Ele, um pouco contrariado, aceitou o envelope, e Maria foi para sua sala.

Na hora da reunião os dois fornecedores estavam presentes, e Miguel após analisar bem as propostas de venda e, não podia negar, que se deixou influenciar por Maria acabando por aceitar fechar o negócio com a empresa de Caio. O bonitão quase deu um urro de alegria na sala, mas se conteve. Assim que a reunião acabou ele foi o primeiro a sair da sala, apressado para falar com alguém no telefone.

Maria ficou um pouco embaraçada pelo súbito desinteresse de Caio até mesmo em falar com ela. Uns minutos depois andando pelo andar do refeitório encontrou Caio falando ao telefone.

"Sim, conseguimos!" — ele dizia. — "Ah!
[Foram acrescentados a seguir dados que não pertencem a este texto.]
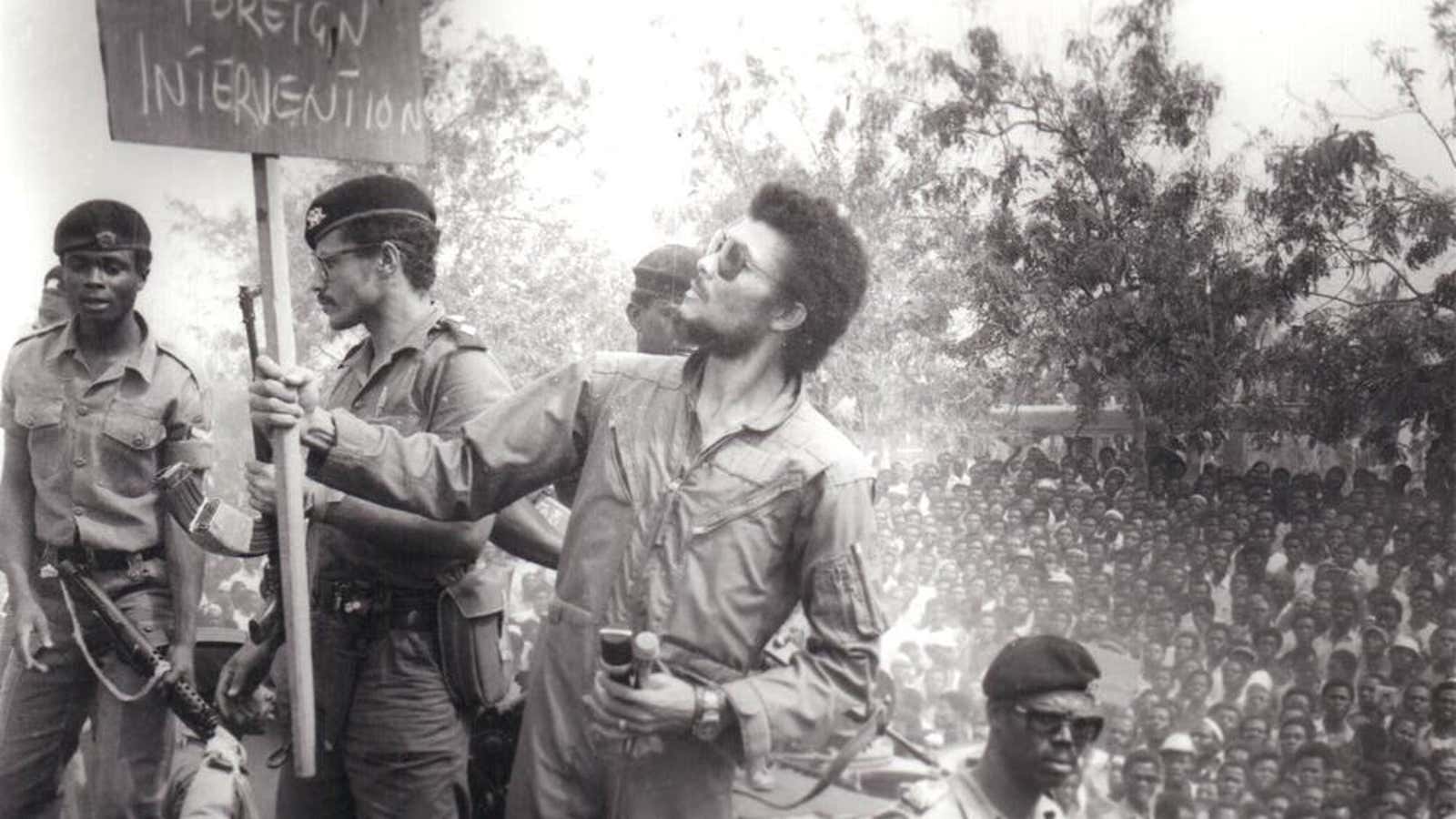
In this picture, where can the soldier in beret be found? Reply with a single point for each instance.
(715, 500)
(1043, 717)
(395, 727)
(92, 409)
(660, 281)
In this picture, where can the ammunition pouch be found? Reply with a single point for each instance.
(475, 653)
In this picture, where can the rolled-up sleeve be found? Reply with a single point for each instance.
(805, 702)
(189, 429)
(517, 445)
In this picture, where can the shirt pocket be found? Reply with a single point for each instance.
(402, 424)
(747, 508)
(44, 438)
(128, 452)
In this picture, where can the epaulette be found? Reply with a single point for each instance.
(349, 353)
(41, 331)
(465, 334)
(922, 796)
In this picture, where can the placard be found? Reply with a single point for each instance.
(337, 79)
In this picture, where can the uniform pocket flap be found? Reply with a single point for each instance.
(35, 413)
(744, 504)
(482, 591)
(135, 430)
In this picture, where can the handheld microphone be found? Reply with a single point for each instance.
(615, 644)
(645, 649)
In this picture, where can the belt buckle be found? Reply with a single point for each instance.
(48, 560)
(135, 570)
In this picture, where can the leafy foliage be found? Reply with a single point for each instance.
(1378, 354)
(1111, 257)
(905, 193)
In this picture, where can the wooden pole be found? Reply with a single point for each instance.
(273, 256)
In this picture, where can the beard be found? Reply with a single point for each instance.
(724, 344)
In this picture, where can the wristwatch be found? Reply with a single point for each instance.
(708, 723)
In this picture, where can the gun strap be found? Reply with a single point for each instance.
(80, 640)
(863, 738)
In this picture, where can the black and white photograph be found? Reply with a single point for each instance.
(761, 410)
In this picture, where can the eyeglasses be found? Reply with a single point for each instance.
(325, 263)
(734, 257)
(1050, 723)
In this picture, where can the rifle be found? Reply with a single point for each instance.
(269, 622)
(137, 652)
(215, 525)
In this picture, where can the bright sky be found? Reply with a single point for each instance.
(641, 58)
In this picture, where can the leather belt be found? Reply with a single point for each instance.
(104, 560)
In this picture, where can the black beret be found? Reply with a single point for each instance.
(666, 273)
(1038, 665)
(102, 225)
(368, 196)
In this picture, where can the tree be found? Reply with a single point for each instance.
(1378, 354)
(865, 149)
(1111, 241)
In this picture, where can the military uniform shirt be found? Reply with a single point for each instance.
(710, 544)
(436, 379)
(96, 440)
(967, 800)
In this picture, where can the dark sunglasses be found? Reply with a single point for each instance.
(325, 263)
(1048, 724)
(733, 257)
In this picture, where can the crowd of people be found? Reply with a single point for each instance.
(1288, 640)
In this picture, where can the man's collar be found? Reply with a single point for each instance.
(415, 339)
(140, 359)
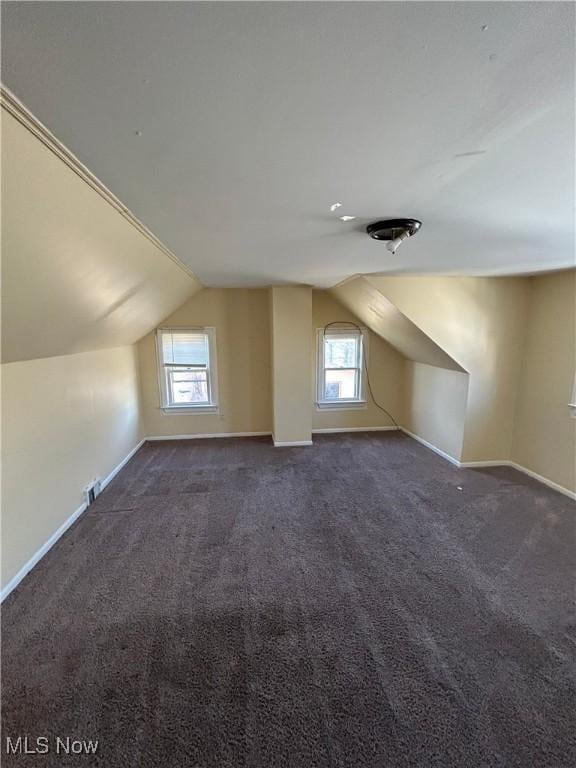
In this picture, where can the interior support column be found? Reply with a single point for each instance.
(291, 321)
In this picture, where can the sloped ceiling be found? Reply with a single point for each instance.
(385, 319)
(77, 274)
(230, 128)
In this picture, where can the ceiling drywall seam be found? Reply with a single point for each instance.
(21, 113)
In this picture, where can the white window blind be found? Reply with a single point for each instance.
(187, 369)
(185, 348)
(340, 370)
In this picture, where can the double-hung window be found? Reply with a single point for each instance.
(187, 363)
(340, 371)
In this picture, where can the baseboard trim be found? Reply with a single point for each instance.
(432, 447)
(544, 480)
(290, 443)
(525, 471)
(153, 438)
(335, 430)
(122, 464)
(61, 530)
(493, 463)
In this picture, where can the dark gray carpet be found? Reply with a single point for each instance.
(357, 603)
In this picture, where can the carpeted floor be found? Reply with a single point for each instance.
(357, 603)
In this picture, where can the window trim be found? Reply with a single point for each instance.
(212, 372)
(340, 405)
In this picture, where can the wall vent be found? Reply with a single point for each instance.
(92, 491)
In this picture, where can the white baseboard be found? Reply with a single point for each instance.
(542, 479)
(15, 580)
(290, 443)
(333, 430)
(204, 437)
(486, 464)
(492, 463)
(37, 556)
(432, 447)
(122, 464)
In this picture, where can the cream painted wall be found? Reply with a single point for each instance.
(242, 322)
(291, 319)
(65, 421)
(386, 368)
(545, 433)
(435, 405)
(480, 322)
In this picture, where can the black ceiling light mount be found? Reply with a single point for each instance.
(393, 230)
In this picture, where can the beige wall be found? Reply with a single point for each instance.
(385, 365)
(291, 317)
(545, 433)
(480, 322)
(242, 323)
(435, 405)
(76, 274)
(65, 421)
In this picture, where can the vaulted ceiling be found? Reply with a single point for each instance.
(230, 128)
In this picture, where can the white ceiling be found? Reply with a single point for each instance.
(256, 117)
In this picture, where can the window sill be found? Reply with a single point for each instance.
(343, 405)
(173, 410)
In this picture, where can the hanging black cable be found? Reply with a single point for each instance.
(365, 362)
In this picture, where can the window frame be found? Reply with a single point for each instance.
(342, 404)
(211, 373)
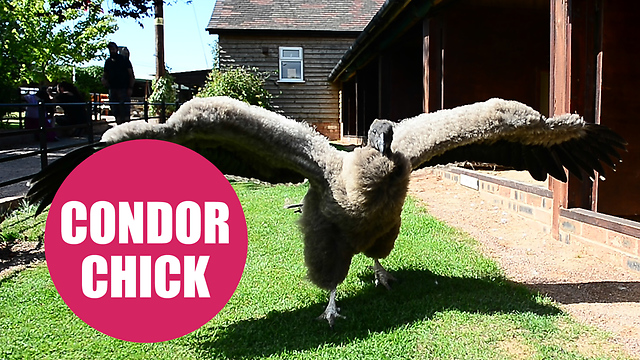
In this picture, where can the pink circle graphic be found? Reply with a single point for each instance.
(146, 241)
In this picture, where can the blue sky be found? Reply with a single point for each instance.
(187, 44)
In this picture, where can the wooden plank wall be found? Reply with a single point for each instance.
(316, 100)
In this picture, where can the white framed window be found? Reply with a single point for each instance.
(291, 64)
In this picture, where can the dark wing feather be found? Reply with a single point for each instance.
(511, 134)
(238, 138)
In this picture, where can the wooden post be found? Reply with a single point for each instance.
(159, 26)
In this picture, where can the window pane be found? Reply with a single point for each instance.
(291, 70)
(288, 53)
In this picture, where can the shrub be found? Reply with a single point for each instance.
(245, 84)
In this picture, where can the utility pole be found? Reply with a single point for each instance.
(159, 25)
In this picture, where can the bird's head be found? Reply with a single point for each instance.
(381, 135)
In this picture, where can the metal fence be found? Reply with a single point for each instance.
(14, 116)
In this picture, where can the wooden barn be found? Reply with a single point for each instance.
(557, 56)
(298, 42)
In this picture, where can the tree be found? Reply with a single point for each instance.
(39, 37)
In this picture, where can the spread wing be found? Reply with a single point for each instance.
(511, 134)
(238, 138)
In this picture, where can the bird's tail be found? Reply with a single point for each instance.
(45, 184)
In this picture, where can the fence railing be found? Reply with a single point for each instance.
(12, 124)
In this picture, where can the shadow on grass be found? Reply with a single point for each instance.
(419, 296)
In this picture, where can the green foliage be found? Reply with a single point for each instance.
(23, 225)
(39, 37)
(239, 83)
(164, 89)
(87, 79)
(451, 303)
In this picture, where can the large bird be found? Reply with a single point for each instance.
(355, 198)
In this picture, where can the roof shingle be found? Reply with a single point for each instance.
(318, 15)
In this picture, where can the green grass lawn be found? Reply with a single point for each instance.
(451, 303)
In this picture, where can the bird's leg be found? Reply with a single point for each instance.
(331, 312)
(382, 276)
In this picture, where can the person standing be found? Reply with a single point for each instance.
(118, 78)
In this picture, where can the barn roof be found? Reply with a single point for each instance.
(292, 15)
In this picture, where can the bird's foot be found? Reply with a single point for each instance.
(382, 276)
(331, 313)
E você estava certo, Raul, aquela feia se deixou levar realmente. É só elogiar algo aqui e ali para que venha se derreter. Mulheres como ela se rastejam por atenção. Não foi fácil olhar para aquela criatura, mas no fim valeu a pena!".

Ele não percebeu que Maria o ouvia e, com o coração rasgado e sangrando, saiu correndo.